- VHS released by Films Around the World
- Directed by: Tim Ritter
- Written by: Tim Ritter
- Produced by: Al Nicolosi
- Starring: Asbestos Felt; Courtney Lercara; Raymond Carbone; Joel D. Wynkoop; Rachel Rutz;
- Cinematography: Mark L. Pederson
- Edited by: Robert Williams
- Music by: Perry Monroe
- Production company: Twisted Illusions
- Distributed by: Films Around the World
- Release date: 1987 (United States);
- Running time: 88 minutes
- Country: United States
- Language: English
- Budget: $75,000

= Killing Spree =

Killing Spree is a 1987 horror film written and directed by Tim Ritter. Its plot follows a man who becomes jealous of the imagined affairs of his wife and kills everyone she meets, only for them to come back as zombies.

== Plot ==

Tom Russo, a paranoid airplane mechanic struggling to make ends meet, becomes convinced his wife, Leeza, is cheating on him with various men after he finds and reads what he assumes is Leeza's diary. While Leeza is out grocery shopping one afternoon, Tom's friend Ben (who Tom suspects is one of the men Leeza is having an affair with) drops by with his girlfriend Angel. Tom decapitates Angel, beats Ben to death with her head, and buries the couple's remains.

The next day, Tom lures back an electrician who he believes had sex with Leeza and scalps him by lifting the man into a ceiling fan that has had machetes attached to the blades. Tom sends Leeza to her mother's house and kills three others (a TV repairman, a courier, and a gardener) she wrote about sleeping with. The death of the courier is witnessed by Mrs. Palmer, the neighborhood busybody, so Tom rips her mandible out with a claw hammer.

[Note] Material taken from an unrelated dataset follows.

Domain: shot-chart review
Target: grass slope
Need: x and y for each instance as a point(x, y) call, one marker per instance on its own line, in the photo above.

At the offices of Romping Romance Magazine, Leeza shows her "diary" off, and reveals the adulterous anecdotes in it are just works of fiction. Leeza returns home to show Tom the cheque she received for her stories, just as Tom's victims return as zombies to avenge their own deaths. The ghouls initially want Tom, but offer to spare him if he kills Leeza (who they conclude is the one truly responsible for what happened to them). Tom refuses this bargain, and commits suicide by slitting his own throat with a hacksaw. The zombies deem this turn of events acceptable, exit the house, and leap into a pit that appears in the backyard. Leeza tries to leave as well, but as soon she opens the front door, she is attacked by an undead Tom.

== Cast ==

- Asbestos Felt as Tom Russo
- Courtney Lercara as Leeza Russo
- Raymond Carbone as Ben Seltzer
- Bruce Paquette as Delivery Man
- Joel D. Wynkoop as TV Repairman
- Kieran Turner as Lawn Man
- Alan Brown as Electrician
- Rachel Rutz as Angel
- Cloe Pavel as Mrs. Palmer
- Mel Pitler as Dan O'Neal
- Dwayne Willis as Charred Zombie
- Tracy Drolet as Secretary
- Al Nicolosi as Mr. Jerkins
- Vince Miranda as Stewmaster
- Tim Ritter as Cab Driver

== Reception ==

DVD Talk described the film as "horrific, stupid and shaggily lovable" and "far from the best DTV horror of the '80s, but it's not like it was ever trying". DVD Verdict wrote that while some enjoyment could be wrung from the film, it was brought down by leaden pacing and sheer ineptness. Writing in The Zombie Movie Encyclopedia, academic Peter Dendle describe it as, "People with too much time on their hands in Palm Beach throw together an uninteresting backyard slasher movie with a zombie twist."